Adverse weather is a factor in more than 1.5 million U.S. road accidents each year, resulting in more than 7,000 deaths. A prototype system being developed at NCAR could help reduce that toll by pooling and processing data gathered by weather-smart vehicles. (©UCAR. Photo by Carlye Calvin. This image is freely available for media & nonprofit use.)

In the future, however, a similar sort of digital intelligence may remove some of the stress factor from driving in dangerous conditions. NCAR scientists are developing a system in which wireless-enabled vehicles transmit automated updates about weather and road conditions to a central database, which then relays alerts to other drivers in the area.

The goal is to reduce crashes, injuries, and deaths by giving drivers information about nearby hazards.

“What you really want to know isn’t just the general weather conditions in the 20-mile zone around you—you want to know what’s going on at the next street corner. And should you go left or right at the light,” says NCAR scientist Sheldon Drobot. “This system will tell drivers what they can expect to run into in the next few seconds and minutes, giving them a critical chance to slow down or take other action.”

The underlying science

The prototype system, which is called the Vehicle Data Translator, is sponsored by the U.S. Department of Transportation’s Research and Innovative Technology Administration and Road Weather Management Program.

The prototype Vehicle Data Translator aims to improve driving safety by warning motorists about nearby hazards. Information about adverse conditions would be automatically transmitted from vehicles to a remote data processing system. The system would incorporate weather information from other sources, including radars and satellites, and then send alerts to drivers in the area. (©UCAR. Illustration by Lex Ivey. This image is freely available for media & nonprofit use.*)

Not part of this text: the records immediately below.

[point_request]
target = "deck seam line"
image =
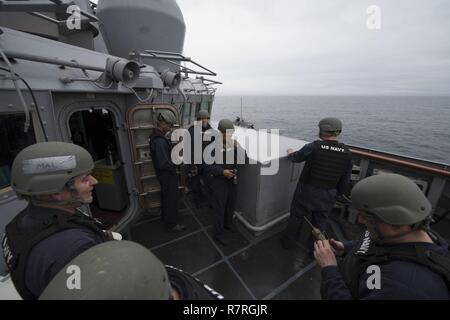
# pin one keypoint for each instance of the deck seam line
(224, 257)
(288, 282)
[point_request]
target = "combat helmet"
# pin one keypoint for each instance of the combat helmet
(45, 168)
(330, 125)
(113, 270)
(202, 114)
(392, 198)
(225, 124)
(167, 116)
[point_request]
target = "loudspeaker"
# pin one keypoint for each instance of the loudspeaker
(122, 70)
(170, 79)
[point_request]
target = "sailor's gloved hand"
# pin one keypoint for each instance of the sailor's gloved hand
(228, 173)
(323, 254)
(290, 151)
(338, 247)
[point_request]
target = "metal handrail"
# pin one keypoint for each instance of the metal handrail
(171, 57)
(395, 161)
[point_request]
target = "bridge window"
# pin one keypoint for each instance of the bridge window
(12, 141)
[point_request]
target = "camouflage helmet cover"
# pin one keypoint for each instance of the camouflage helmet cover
(393, 198)
(44, 168)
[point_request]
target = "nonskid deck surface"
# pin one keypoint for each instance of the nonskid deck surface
(247, 268)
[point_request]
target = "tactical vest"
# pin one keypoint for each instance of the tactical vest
(192, 168)
(366, 253)
(189, 287)
(157, 134)
(326, 165)
(18, 241)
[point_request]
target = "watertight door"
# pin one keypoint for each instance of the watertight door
(141, 120)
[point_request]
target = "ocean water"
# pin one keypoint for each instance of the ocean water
(408, 125)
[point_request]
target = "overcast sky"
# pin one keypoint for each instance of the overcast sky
(308, 47)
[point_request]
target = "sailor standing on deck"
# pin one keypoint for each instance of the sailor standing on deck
(165, 169)
(55, 177)
(198, 144)
(398, 257)
(221, 178)
(326, 174)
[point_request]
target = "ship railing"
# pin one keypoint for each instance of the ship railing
(34, 7)
(173, 58)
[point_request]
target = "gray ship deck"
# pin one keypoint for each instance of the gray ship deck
(249, 267)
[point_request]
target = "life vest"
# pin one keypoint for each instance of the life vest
(18, 241)
(189, 287)
(326, 165)
(367, 253)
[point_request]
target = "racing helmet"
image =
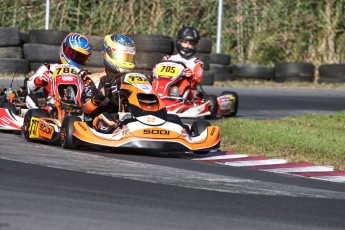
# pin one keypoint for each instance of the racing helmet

Onboard equipment collects weather data, such as temperature, and indirect indications of road conditions, such as the activation of antilock brakes. This information is transmitted to a central database, where it is integrated with other local weather data and traffic observations, along with details about the road’s surface material. Incoming data will be anonymous to protect the privacy of drivers.

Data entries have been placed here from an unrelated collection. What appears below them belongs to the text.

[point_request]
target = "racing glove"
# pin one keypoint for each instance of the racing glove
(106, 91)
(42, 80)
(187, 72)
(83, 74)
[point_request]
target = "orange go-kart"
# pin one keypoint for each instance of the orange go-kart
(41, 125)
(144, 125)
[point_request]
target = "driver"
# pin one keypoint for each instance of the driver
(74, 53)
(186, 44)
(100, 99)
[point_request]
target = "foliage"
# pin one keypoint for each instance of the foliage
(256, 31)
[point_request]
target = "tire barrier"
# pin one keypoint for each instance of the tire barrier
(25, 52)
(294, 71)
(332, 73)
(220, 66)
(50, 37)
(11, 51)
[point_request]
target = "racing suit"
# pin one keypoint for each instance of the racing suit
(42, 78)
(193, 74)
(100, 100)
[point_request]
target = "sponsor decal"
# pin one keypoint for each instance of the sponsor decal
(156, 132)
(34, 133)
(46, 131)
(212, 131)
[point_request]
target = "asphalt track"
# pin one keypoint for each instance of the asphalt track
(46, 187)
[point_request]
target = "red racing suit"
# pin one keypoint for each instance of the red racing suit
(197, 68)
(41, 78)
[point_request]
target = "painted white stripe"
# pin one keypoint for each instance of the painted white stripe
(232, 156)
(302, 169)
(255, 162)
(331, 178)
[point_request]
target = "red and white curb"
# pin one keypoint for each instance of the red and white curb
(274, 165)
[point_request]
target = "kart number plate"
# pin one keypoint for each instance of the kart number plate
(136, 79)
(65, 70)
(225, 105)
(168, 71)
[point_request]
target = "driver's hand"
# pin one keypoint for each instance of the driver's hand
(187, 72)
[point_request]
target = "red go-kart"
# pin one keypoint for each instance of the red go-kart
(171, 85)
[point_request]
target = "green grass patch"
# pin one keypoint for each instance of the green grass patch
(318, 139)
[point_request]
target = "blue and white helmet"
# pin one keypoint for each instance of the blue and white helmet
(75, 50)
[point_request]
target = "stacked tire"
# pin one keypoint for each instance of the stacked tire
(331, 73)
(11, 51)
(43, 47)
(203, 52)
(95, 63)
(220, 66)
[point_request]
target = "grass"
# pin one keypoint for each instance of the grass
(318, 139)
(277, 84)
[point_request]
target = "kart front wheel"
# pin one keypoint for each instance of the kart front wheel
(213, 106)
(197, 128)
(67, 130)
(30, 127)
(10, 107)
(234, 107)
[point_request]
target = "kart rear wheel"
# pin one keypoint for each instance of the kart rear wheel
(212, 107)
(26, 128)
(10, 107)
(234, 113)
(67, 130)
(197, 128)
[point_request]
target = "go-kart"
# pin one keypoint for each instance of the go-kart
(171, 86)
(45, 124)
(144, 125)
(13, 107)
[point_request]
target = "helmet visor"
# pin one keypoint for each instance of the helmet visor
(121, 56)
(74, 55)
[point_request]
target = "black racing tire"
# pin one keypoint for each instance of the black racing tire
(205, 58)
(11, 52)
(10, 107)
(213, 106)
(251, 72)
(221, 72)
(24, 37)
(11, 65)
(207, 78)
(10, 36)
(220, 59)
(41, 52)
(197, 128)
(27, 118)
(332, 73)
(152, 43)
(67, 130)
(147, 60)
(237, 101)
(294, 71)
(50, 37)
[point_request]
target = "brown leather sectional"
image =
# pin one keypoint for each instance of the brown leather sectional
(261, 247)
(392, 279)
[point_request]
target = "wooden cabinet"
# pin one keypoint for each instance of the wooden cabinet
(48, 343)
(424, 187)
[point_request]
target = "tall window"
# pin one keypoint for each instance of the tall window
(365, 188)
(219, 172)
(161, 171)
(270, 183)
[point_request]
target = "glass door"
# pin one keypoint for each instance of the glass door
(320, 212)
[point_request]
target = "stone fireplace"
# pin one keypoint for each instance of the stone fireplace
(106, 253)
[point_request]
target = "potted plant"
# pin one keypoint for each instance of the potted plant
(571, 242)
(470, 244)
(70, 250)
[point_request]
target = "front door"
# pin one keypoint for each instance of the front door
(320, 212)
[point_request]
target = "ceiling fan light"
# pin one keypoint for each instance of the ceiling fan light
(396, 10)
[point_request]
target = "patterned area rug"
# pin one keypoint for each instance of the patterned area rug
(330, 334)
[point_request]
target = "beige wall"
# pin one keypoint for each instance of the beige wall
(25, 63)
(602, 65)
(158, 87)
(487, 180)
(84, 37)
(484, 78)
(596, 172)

The processed data would then be used to warn motorists about upcoming hazards and even suggest alternate routes. The system would also alert emergency managers to hazardous driving conditions and help road crews clear snow more efficiently.

Field testing

NCAR researchers Sheldon Drobot, Michael Chapman, and Brice Lambi install a sensor in a vehicle as part of testing for the Vehicle Data Translator system. (©UCAR. Photo by Carlye Calvin. This image is freely available for media & nonprofit use.*)

In 2009, Drobot’s team first tested the system in the Detroit area, where drivers in 11 cars equipped with sensors sought out adverse winter road conditions. The researchers analyzed the reliability of the system by comparing data from the cars with weather observations from radars and satellites. They used this information to build the algorithms, or mathematical formulas, underlying the Vehicle Data Translator system.

This past winter, the team took the project to Minnesota and Nevada, outfitting Department of Transportation snowplows and supervisor trucks with sensors. Eighty vehicles in Minnesota and 16 in Nevada measured temperature, pressure, humidity, and other weather variables as the drivers went about their routine jobs. The researchers will use the data to continue to develop the software, in hopes of having a system ready for operational field testing by winter 2012–13.

Next year, the National Highway Traffic Safety Administration plans to use the results of these pilot tests to aid in determining whether the technology is mature enough to encourage vehicle manufacturers to include the equipment in new passenger vehicles.

The system would then be made available to private vendors, according to Drobot. “We have a long history of transferring technology to public use. We want to see our efforts implemented in the real world,” he says.